No fui quien de conseguir que se detuviera el tiempo en aquel autobús, en aquellos kilómetros que separaron una decisión firme, un destino agradable, cómodo, fácil y seguro; de un futuro incierto, desconocido y perdido; y sobre todo, terminado y abandonado. No fui quien de hacer que se cumplieran las promesas, de volver demasiado a casa, de permitir que alguien me viniera a buscar al aeropuerto, ni de avisar con suficiente antelación; lo que tiene pensar que eres suficiente por ti sola. No fui quien de tragarme las palabras, el mal estar, el creer que todos tenemos un más mejor esperando detrás de cada oportunidad, en cada ciudad, sin ser marineros, sin ser Calamaro. Y sobre todo, no fui quien de esperar. De aguantar, de reprimirme, de aprender de mis errores, de saber que esta vez, no iba ser yo la que acabase en mal lugar. Aunque eso, de nuevo, vuelve a ser mentira; las decisiones que tomas en un momento, las lamentas el resto. 

Porque es el momento; el último paso. O el penúltimo. O el antepenúltimo. Queda perdonar, olvidar y cerrar. Perdonar; perdonarme a mi, pedir perdón. Olvidar; quizás lo más dificil: olvidarte, olvidar lo que hice, olvidarme de todo -de tu sofá, del cuello de tu camisa, de tu manera de dormir, de tu manera de despertar-. Y cerrar. Cerrar con doble punto de cruz, para que nadie lo abra, para que no vuelva en busca de consuelo, cuando no voy a recibir nada más de lo que me merezco. Cerrar para acabar en pie después de cada desplante. Cerrar, sobre todo, para ser capaz de seguir adelante. Cerrar para ser la chica que llevo meses fingiendo ser, y con la que no me siento cómoda siendo, pero la que elegí ser. 

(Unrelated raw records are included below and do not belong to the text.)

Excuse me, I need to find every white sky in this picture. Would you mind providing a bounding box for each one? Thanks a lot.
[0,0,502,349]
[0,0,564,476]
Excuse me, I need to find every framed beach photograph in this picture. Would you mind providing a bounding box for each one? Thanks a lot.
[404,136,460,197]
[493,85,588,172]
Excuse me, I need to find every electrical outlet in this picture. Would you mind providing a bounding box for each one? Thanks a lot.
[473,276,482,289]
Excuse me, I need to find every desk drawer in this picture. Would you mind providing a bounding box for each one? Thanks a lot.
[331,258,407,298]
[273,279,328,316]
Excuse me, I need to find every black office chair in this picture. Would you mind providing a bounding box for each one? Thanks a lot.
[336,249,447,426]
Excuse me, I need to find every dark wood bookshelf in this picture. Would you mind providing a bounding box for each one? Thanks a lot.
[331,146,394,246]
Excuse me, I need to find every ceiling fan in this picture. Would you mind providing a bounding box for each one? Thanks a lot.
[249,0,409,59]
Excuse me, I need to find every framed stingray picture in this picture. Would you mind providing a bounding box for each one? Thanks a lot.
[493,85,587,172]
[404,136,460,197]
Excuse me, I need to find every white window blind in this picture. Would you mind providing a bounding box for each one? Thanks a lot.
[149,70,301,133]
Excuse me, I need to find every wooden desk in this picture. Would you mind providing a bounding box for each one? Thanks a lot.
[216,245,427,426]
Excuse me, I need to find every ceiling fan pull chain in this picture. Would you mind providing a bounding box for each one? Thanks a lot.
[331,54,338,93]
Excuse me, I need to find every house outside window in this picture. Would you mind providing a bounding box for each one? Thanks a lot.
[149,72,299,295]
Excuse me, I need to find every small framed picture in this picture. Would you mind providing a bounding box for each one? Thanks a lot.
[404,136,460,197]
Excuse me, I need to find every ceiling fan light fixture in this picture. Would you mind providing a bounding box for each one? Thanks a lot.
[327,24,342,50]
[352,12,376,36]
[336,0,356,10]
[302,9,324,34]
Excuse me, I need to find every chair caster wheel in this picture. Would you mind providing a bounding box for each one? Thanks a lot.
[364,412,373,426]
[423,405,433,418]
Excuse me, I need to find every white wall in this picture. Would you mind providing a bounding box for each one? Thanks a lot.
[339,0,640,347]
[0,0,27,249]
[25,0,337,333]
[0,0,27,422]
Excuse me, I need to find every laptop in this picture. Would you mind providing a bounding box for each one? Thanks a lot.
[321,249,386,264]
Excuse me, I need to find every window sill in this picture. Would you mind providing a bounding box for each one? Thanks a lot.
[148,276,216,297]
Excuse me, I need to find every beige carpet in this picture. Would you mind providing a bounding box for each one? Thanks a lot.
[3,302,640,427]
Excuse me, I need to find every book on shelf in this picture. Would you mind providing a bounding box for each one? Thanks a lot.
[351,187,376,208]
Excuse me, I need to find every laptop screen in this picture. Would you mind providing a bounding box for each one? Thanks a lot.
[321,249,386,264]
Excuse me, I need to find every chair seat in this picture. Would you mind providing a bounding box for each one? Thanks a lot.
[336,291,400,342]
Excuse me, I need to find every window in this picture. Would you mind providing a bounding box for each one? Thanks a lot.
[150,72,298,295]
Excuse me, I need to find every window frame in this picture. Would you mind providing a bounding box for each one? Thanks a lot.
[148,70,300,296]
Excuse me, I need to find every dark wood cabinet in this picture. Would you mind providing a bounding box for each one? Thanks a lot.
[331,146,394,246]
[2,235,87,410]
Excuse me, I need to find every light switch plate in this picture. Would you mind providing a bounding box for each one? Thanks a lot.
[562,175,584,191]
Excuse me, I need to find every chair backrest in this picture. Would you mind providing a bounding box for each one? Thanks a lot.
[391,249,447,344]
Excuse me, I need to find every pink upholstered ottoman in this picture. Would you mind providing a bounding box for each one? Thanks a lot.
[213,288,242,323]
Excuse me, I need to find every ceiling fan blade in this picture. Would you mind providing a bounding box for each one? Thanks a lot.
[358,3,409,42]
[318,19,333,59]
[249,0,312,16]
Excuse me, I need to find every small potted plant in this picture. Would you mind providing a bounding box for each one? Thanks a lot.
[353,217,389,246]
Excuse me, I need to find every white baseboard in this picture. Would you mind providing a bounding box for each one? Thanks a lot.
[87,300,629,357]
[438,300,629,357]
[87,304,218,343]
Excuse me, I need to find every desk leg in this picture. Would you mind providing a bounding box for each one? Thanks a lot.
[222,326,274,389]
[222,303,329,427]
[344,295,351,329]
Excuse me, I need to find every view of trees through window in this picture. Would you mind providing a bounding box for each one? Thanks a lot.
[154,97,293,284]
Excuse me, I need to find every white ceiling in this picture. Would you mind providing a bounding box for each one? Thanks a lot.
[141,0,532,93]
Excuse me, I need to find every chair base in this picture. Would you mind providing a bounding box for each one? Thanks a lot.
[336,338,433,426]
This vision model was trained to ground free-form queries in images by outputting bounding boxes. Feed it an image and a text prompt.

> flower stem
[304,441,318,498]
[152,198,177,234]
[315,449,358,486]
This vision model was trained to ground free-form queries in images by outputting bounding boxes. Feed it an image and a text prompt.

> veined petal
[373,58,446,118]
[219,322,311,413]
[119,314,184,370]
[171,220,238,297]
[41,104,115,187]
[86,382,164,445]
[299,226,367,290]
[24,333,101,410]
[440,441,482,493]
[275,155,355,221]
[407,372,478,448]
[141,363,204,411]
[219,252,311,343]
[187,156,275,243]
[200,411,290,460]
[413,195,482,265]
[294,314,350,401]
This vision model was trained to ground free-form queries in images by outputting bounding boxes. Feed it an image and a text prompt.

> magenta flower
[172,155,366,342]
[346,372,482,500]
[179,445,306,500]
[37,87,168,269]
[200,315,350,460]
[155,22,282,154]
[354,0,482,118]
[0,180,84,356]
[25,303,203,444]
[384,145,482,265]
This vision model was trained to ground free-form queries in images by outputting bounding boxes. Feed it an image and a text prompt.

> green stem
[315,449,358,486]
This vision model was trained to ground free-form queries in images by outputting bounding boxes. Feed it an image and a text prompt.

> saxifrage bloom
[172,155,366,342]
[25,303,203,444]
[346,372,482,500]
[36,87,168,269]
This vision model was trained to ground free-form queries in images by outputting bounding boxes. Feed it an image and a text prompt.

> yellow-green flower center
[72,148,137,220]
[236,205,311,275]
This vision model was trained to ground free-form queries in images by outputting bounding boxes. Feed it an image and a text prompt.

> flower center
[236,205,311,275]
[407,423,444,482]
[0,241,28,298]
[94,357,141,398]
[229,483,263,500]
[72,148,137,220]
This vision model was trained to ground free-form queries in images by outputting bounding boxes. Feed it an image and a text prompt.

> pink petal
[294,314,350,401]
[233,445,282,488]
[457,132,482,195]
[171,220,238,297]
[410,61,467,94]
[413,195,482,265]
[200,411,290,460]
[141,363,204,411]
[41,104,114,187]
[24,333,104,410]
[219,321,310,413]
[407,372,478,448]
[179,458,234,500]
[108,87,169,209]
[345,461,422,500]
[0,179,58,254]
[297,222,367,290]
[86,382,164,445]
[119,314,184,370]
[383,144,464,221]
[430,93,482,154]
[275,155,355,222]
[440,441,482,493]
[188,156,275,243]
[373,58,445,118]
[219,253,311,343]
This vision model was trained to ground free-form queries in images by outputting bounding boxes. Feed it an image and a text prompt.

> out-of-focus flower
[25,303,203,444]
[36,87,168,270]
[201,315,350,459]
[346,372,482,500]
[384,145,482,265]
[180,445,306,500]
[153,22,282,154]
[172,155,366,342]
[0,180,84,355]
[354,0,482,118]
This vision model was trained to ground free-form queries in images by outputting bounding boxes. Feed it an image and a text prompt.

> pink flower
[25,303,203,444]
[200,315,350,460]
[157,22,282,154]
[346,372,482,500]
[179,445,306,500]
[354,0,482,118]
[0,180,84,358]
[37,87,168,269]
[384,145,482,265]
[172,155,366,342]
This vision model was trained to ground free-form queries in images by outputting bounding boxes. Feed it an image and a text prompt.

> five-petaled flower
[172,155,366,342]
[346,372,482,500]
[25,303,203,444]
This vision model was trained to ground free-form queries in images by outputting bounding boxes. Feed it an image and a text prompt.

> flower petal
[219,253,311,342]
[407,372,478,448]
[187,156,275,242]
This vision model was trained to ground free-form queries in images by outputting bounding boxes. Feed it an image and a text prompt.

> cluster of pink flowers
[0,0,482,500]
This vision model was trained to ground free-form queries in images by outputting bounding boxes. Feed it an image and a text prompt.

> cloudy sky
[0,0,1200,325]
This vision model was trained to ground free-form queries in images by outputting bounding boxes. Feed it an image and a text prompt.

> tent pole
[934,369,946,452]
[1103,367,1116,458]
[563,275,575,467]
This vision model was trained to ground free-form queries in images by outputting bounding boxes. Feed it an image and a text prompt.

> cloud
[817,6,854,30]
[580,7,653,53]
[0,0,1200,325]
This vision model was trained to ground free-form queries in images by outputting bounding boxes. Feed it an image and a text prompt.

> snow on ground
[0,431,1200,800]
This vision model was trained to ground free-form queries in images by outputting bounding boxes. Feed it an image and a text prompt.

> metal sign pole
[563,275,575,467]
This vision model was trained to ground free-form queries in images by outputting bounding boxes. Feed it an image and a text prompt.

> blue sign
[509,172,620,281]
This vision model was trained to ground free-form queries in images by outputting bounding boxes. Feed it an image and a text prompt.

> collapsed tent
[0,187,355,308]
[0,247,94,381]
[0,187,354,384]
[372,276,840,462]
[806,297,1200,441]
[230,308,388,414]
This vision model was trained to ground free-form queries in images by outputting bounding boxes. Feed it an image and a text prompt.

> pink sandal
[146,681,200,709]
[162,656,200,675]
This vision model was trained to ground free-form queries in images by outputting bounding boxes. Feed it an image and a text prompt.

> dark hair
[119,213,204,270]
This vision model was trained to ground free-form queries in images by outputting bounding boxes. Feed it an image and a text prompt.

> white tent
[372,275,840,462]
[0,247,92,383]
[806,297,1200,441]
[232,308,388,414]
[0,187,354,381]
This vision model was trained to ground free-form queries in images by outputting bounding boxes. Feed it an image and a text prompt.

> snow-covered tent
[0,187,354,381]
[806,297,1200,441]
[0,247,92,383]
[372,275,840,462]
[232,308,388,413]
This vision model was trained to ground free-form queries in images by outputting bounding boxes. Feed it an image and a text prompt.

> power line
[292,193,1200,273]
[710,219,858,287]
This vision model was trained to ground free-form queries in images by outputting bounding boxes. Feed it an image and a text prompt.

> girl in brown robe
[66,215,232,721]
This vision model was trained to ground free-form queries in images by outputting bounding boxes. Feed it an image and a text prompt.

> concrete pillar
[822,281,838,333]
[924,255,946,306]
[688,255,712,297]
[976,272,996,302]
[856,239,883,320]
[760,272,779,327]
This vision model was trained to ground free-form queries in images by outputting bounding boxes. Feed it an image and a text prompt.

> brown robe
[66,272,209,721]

Porque, maldita sea, los recuerdos aparecen cuando menos los necesitan, y parecen estar tan cerca; tanto que casi los puedes tocar, que casi puedes conseguir cerrar los ojos durante un instante, y sentirte inundada de lo que tenías entonces. Pero llega un reflejo, un instinto, una voz, que te hace volver a la realidad. A que las manecillas siguen su curso, que los aviones son muy caros, que soy demasiado orgullosa y que, sobre todo, que el 22 de marzo está a la vuelta de la esquina. Y hay heridas que no cierran, y jamás cerraran. Porque cuando te apuñalas a ti mismo, es difícil perdonarse. Porque cuando te cuesta más estar cerca que lejos, y sabes lo que cuesta la distancia, todo es insoportable. Cuando no sabes que hacer para remediarlo, porque no tiene solución. Porque las puertas que se cierran, por suerte o por desgracia, no se pueden volver a abrir. ¿Por suerte? Por desgracia.
¿Mi consejo? Las decisiones importantes tómalas por la tarde; no por la mañana, cuando te despiertas al lado de alguien que parece tener su olor, parece saber, parece mirar como solían, pero no; y no por la noche, cuando tirita el vaso de ginebra en tu mano, demasiado frío como para darte respuestas. ¿Mi consejo? Nunca dejes escapar a nadie que haya hecho tanto por ti, porque, aunque te parezca que no merece la pena, no sabes hasta que punto eres capaz de necesitar un vicio.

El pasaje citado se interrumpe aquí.